Exploiting Aliasing for Manga Restoration
- URL: http://arxiv.org/abs/2105.06830v1
- Date: Fri, 14 May 2021 13:47:04 GMT
- Title: Exploiting Aliasing for Manga Restoration
- Authors: Minshan Xie, Menghan Xia, Tien-Tsin Wong
- Abstract summary: We propose an innovative two-stage method to restore quality bitonal manga from degraded ones.
First, we predict the target resolution from the degraded manga via the Scale Estimation Network (SE-Net)

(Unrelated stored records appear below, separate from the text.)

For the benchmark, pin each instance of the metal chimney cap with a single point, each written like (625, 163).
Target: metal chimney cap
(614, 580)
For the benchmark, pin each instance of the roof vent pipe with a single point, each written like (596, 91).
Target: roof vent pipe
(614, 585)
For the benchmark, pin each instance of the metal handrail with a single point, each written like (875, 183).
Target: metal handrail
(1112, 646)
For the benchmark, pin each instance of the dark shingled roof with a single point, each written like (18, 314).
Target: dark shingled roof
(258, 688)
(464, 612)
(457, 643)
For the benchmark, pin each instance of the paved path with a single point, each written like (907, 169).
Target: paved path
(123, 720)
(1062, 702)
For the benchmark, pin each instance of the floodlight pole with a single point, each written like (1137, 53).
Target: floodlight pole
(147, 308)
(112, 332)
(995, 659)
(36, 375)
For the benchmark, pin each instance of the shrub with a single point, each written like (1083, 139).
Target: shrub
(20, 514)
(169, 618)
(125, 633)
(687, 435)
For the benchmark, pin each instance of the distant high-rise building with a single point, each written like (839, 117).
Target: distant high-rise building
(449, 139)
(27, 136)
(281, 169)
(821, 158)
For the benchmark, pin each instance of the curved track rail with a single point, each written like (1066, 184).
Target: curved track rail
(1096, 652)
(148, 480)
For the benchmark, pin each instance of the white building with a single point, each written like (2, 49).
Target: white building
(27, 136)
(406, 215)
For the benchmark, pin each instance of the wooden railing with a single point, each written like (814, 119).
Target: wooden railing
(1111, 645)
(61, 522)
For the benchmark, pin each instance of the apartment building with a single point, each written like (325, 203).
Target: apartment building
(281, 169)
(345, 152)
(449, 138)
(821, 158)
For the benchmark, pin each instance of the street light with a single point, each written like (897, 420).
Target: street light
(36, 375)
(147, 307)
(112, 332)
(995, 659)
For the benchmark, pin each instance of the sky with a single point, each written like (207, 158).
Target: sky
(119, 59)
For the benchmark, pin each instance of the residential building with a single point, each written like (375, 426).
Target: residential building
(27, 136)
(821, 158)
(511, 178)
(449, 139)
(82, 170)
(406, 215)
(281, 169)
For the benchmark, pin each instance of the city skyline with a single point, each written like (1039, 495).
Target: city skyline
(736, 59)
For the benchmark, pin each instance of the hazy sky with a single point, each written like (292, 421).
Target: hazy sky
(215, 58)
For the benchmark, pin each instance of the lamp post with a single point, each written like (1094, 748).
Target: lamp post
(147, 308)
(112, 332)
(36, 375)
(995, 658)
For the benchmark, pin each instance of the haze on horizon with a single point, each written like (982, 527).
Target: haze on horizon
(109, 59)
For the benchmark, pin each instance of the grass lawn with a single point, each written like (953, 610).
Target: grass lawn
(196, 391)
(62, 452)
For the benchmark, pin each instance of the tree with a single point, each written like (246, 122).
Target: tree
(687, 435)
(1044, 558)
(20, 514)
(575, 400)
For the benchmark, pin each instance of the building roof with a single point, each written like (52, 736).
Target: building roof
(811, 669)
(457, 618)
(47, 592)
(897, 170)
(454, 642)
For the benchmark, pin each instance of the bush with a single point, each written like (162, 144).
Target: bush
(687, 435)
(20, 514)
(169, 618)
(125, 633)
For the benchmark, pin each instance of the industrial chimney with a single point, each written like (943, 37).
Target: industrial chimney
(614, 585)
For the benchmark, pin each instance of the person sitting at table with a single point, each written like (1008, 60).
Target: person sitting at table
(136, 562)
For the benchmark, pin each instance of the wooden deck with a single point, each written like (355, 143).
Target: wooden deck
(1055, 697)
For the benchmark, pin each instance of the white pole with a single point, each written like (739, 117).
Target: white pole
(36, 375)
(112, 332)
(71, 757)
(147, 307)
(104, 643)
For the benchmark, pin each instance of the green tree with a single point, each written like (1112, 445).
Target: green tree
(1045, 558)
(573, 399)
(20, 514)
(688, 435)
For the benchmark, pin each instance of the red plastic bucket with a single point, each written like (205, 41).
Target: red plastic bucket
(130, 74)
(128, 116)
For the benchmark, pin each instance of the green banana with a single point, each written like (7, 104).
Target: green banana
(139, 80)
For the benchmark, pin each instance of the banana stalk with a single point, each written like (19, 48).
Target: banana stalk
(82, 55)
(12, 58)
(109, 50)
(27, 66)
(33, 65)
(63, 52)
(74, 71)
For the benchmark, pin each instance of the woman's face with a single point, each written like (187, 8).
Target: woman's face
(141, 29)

Then, at the target resolution, we restore the region-wise bitonal screentones via the Manga Restoration Network (MR-Net)
- Score: 14.978972444431832
- License: http://arxiv.org/licenses/nonexclusive-distrib/1.0/
- Abstract: As a popular entertainment art form, manga enriches the line drawings details
with bitonal screentones. However, manga resources over the Internet usually
show screentone artifacts because of inappropriate scanning/rescaling
resolution. In this paper, we propose an innovative two-stage method to restore
quality bitonal manga from degraded ones. Our key observation is that the
aliasing induced by downsampling bitonal screentones can be utilized as
informative clues to infer the original resolution and screentones. First, we
predict the target resolution from the degraded manga via the Scale Estimation
Network (SE-Net) with spatial voting scheme. Then, at the target resolution, we
restore the region-wise bitonal screentones via the Manga Restoration Network
(MR-Net) discriminatively, depending on the degradation degree. Specifically,
the original screentones are directly restored in pattern-identifiable regions,
and visually plausible screentones are synthesized in pattern-agnostic regions.
Quantitative evaluation on synthetic data and visual assessment on real-world
cases illustrate the effectiveness of our method.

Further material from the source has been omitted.